Андрей Иванович, физически не переносивший подобные детские выпады, вышел из купе и долго в него не возвращался, а когда вернулся, было уже тихо: нервно измотанные женщины безмолвно сидели вместе на нижней полке, а девочка, закрыв глаза, лежала на другой, противоположной.
Андрей Иванович забрался на своё место и улёгся, но спать ему не хотелось. Вместо сна перед глазами его стали образно вырисовываться картины прошлого. Особенно ярко вырисовывалось само детство, отчего он загрустил – выступали на глазах слёзы, стекая на подушку, и ему было стыдно, что плакал. Едва ли он мог вспомнить, когда ему плакалось в последний раз…
А завтра, рано утром, когда ещё будут спать женщины и девочка, он сойдёт с поезда в своём городе, в котором родился и вырос.
III
Итак, Андрею Ивановичу Карлину, как уже было сказано выше, на днях исполнилось пятьдесят лет, однако выглядел он моложе.
Ему светило повышение по службе, он мог бы занять освобождающийся кабинет начальника и тем самым дослужиться до полковника милиции, а он, к удивлению руководства и своих подчинённых, подал рапорт на увольнение. Его, разумеется, отпускать не хотели, но Андрей Иванович был настойчив и неумолим в своём решении. Уволился со службы в звании подполковника милиции, уволился совсем недавно, в апреле.
Ровно двадцать лет Андрей Иванович занимался криминалистикой. Он находил следы и прочие вещественные доказательства, оставленные на местах преступлений, изымал их, а впоследствии проводил по ним исследования и экспертизы, устанавливая отношение к преступлениям или личности преступников. В главном управлении он считался одним из лучших криминалистов в области. Всё, что ни делалось им, делалось по привычке, как само собою разумеющееся; действия были доведены до автоматизма, хотя делалось всё с интересом, особенно поначалу.
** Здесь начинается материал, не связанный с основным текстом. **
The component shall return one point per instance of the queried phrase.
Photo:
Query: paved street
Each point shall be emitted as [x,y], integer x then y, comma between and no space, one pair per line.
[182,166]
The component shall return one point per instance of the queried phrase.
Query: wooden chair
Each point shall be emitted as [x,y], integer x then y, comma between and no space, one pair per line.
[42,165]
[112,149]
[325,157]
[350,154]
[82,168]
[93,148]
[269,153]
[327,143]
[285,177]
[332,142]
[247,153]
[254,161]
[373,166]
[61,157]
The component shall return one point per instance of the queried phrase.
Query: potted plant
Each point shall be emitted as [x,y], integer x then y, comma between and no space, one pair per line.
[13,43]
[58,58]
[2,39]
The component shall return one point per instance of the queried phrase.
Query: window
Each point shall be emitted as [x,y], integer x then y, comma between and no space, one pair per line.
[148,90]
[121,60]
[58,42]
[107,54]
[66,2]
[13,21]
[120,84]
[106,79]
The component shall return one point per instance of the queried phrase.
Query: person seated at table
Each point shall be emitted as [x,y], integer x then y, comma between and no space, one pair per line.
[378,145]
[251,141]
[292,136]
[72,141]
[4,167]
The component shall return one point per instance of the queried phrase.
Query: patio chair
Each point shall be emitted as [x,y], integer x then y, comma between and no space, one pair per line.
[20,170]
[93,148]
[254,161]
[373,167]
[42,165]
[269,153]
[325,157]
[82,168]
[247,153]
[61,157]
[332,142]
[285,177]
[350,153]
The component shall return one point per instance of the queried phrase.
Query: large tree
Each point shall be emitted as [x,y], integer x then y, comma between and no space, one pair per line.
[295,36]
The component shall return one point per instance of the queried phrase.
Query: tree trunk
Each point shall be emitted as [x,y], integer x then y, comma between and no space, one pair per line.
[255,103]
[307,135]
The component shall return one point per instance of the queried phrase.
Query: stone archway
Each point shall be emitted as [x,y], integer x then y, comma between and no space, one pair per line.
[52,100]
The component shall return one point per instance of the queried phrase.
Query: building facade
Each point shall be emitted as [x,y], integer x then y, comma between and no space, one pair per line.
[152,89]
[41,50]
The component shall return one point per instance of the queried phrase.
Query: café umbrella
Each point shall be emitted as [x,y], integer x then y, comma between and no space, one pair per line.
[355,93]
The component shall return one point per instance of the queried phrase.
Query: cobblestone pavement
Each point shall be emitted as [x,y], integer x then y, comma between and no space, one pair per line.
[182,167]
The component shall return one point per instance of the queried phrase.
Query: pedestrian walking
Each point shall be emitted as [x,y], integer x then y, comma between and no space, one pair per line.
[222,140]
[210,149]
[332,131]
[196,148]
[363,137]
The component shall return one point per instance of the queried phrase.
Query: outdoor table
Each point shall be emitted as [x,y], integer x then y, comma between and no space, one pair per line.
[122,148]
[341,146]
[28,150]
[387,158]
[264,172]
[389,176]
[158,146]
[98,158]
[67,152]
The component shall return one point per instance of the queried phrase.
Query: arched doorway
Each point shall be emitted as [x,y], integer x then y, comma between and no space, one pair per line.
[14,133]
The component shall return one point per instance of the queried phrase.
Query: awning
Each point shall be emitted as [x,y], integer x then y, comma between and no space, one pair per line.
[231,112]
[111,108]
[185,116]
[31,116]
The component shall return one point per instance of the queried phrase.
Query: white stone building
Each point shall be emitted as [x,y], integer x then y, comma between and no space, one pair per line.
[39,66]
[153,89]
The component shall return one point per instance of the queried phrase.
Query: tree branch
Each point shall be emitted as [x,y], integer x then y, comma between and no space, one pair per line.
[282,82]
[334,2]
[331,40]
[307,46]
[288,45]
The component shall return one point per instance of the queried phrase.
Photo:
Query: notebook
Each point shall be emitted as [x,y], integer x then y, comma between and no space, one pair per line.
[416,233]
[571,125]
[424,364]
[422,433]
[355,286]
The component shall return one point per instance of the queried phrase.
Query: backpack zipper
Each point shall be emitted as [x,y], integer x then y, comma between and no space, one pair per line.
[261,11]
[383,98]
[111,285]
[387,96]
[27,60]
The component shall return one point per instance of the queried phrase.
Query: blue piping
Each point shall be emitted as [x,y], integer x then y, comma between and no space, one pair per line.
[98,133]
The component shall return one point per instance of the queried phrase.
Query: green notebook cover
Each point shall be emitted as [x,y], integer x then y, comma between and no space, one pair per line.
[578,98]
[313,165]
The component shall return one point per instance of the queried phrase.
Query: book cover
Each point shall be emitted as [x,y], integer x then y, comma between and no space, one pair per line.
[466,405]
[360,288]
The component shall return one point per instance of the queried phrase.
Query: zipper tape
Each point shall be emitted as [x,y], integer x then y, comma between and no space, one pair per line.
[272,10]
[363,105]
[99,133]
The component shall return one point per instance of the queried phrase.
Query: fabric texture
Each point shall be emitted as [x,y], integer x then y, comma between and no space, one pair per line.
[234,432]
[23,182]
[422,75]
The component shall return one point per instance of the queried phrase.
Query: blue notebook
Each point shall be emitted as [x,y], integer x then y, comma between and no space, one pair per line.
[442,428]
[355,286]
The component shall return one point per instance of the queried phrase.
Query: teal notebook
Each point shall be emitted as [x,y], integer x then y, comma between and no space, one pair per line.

Последние годы всё чаще чувствовал он физическую усталость, которую, боясь, скрывал от других. И чаще теперь ворчал, становился недовольным, что именно его отправили на осмотр места происшествия, хотя в наряде, на дежурстве, стоял не он, а совсем другой эксперт. Первые годы службы он таковым не был; вероятно, его таковым сделала служба. А в милицию Андрей Иванович (не удивляйтесь) пришёл из школы. Все, знавшие его как учителя, удивлялись тому поступку – казалось, необдуманному и неправильному. Поражались: как это он мог оставить любимое дело, которое знал превосходно, которым только и жил. Андрей Иванович слыл учителем строгим, педантичным, что особенно свойственно математикам, а нисколько не словесникам.
В двадцать три года он женился по любви на красивой, но гордой и капризной особе. Вскоре у них появилась девочка. Преподавая в старших классах литературу, Андрей Иванович, на радость ли себе, на беду ли свою, вдруг обратил внимание на ученицу – кареглазую, смуглую и привлекательную (боюсь сказать – красивую). Она была самой живой в классе. Ко всем была открыта душой, а ведь раньше в ней этого не было, по крайней мере не обнаруживалось. Раньше она казалась серой мышкой, да и звали её за глаза не иначе как мышкой. Порою её поведение походило на повадки этого зверька… Шло время, и между учителем и ученицей стали развиваться чувства, поначалу скрывающиеся, а вскоре – выплёскивающиеся. Коллеги отговаривали Андрея Ивановича, предупреждая о последствиях. Слухи не могли не дойти и до жены, она не верила им, но вскоре сама в них убедилась. А убедившись, капризная и гордая, в один день собрала все личные вещи, пятилетнюю дочурку (не претендуя больше ни на что) и ушла, тихо закрыв за собою дверь. А на прощание с досады, без зла, сказала:
– Хороший ты учитель, мой дорогой, но плохой семьянин, и не быть тебе ни с кем никогда и нигде.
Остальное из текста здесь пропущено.